A River Runs Deep: Tom Sawyer at WaterTower Theatre


Tom Sawyer, that lovable Americana scamp icon, springs to life full throttle on WaterTower Theatre’s main stage through February 16, in a true-to-the-novel stage adaptation by Laura Eason, commissioned by Hartford Stage in 2010. It features regional professional Andrews Cope, perfectly cast in the title role, with bold direction by Emily Scott Banks. Well suited for adult and family audiences, WaterTower Theatre’s production uses the full breadth, depth and height of its main stage space to populate a believable, imaginative world with a versatile cast of eight. Recall it fondly from childhood? Hope to tempt a few youngsters into reading the book?  Here’s your golden opportunity.

Andrews Cope as Tom Sawyer. Kelsey Leigh Ervi photo

Andrews Cope as Tom Sawyer. Kelsey Leigh Ervi photo

 The Adventures of Tom Sawyer, Samuel Clemens’1876 picaresque folk novel for children, written under his pen-name Mark Twain, introduces some of the colorful characters who cascade across his universally celebrated 1884 novel, The Adventures of Huckleberry Finn. Located in the fictional town of St. Petersburg (based on Clemens’ hometown of Hannibal, Missouri), the first novel paints a genial, pastoral snapshot of rural life from the perspective of a clever, high-spirited lad engaged in childhood’s final hi-jinks. Affectionate, humorous, nostalgic, occasionally satirical and irreverent, the novel has earned “best loved status” on children’s bookshelves around the world in the c. 140 years since first publication. It has been adapted for the stage, film, television and ballet multiple times since 1917. The Hartford Stage version remains true to the spirit of the novel while transforming it into viable dramatic form.
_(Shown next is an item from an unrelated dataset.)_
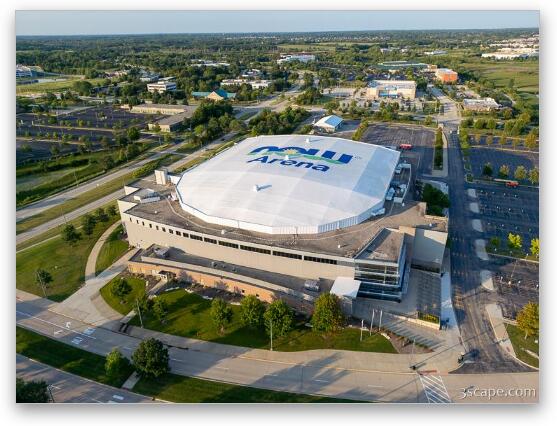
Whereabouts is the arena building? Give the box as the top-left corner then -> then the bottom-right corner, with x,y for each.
118,135 -> 447,304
Set Designer Michael Sullivan presents a muted-tone, weather-worn world clearly grounded in the mid 19th century but intended for viewing through the lens of 21st century imagination. Cleverly employing a reverse rake effect, the Mississippi River’s edge flows omnipresent, upstage of and lower than most scenes throughout the performance. The imagined, non-literal river nestles, dream-like, between stage right and left wooden structures that add more playing space for the actors in town scenes and transform effortlessly into the cave catacombs lining the river’s banks. Ground level panels slide in and out easily to indicate graveyard or treasure burial locales. Dan Schoedel’s lighting design supports the pervasive “old-timey” aura with natural warmth and creates eerie shadow in the night graveyard scenes and candle-lit catacombs. Twain’s tale’s linearity never slows dramatic transitions thanks to the effectively employed, sophisticated design. WaterTower Theatre’s performance never drags or feels “simplistic” the way many standard “children’s theatre” plays can, as a result.
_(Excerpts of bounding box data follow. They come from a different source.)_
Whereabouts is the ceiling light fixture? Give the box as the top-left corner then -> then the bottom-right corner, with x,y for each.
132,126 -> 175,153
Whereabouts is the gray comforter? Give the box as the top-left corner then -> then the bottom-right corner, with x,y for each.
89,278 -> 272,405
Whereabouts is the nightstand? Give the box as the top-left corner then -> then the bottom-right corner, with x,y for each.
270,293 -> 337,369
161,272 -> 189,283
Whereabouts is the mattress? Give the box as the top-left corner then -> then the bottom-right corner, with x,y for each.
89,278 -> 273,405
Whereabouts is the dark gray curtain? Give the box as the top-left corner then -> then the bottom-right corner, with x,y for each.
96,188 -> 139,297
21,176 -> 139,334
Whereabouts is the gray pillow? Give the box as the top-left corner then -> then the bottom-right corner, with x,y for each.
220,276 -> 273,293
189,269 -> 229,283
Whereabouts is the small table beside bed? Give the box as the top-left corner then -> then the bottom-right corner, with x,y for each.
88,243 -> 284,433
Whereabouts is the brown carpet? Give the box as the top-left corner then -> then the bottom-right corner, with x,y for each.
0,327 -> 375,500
Director Emily Scott Banks’ able cast gives a fine ensemble performance with several actors dashing through  multiple roles without a moment’s confusion. Andrews Cope inhabits an ebullient Tom Sawyer, mercurial, impassioned and full of mischief. As driver of most of the play’s conflict, he treads a fine line between becoming  genuinely delinquent and acting merely high-spirited. Cope’s Tom acts thoughtlessly but possesses a true loving nature with an honest streak a mile wide. As Tom’s perennial sidekick Huck Finn, lanky, slouching Garrett Storms provides a darker contrast to Tom’s lightheartedness and conveys with ease that tangible awkwardness young men exhibit as they move from childhood towards adulthood, almost in spite of themselves.

Van Quattro as Injun Joe and Jake Buchanan as Joe Harper. Karen Almond photo

Van Quattro as Injun Joe and Jake Buchanan as Joe Harper. Karen Almond photo

Regional professionals Van Quattro, Nancy Sherrard and Tom Lenaghan bring memorable veracity to their several roles. WaterTower newcomers Tabitha Ray,  Jeff Wittekiend and Jake Buchanan fit right in with the seasoned pros, rounding out key scenes and moments with clarity and precision. The tight ensemble reflects well upon the skills of Director Banks to engender this level of focused ease and playfulness. She’s not just a comely drama diva skilled at delivering laugh lines in comedies.

An infectious aura permeates “The Adventures of Tom Sawyer”… so earnest, so wholesome and utterly American. Leave the theatre recognizing how well Clemens (Twain) tapped into the kind, hopeful soul of an ambitious, energetic nation here and appreciating WaterTower Theatre’s delightful realization of a defining cornerstone of American literature.

“The Adventures of Tom Sawyer” runs through February 16, 2014. Costume design by Robin Armstrong and sound design by Jordana Abrenica.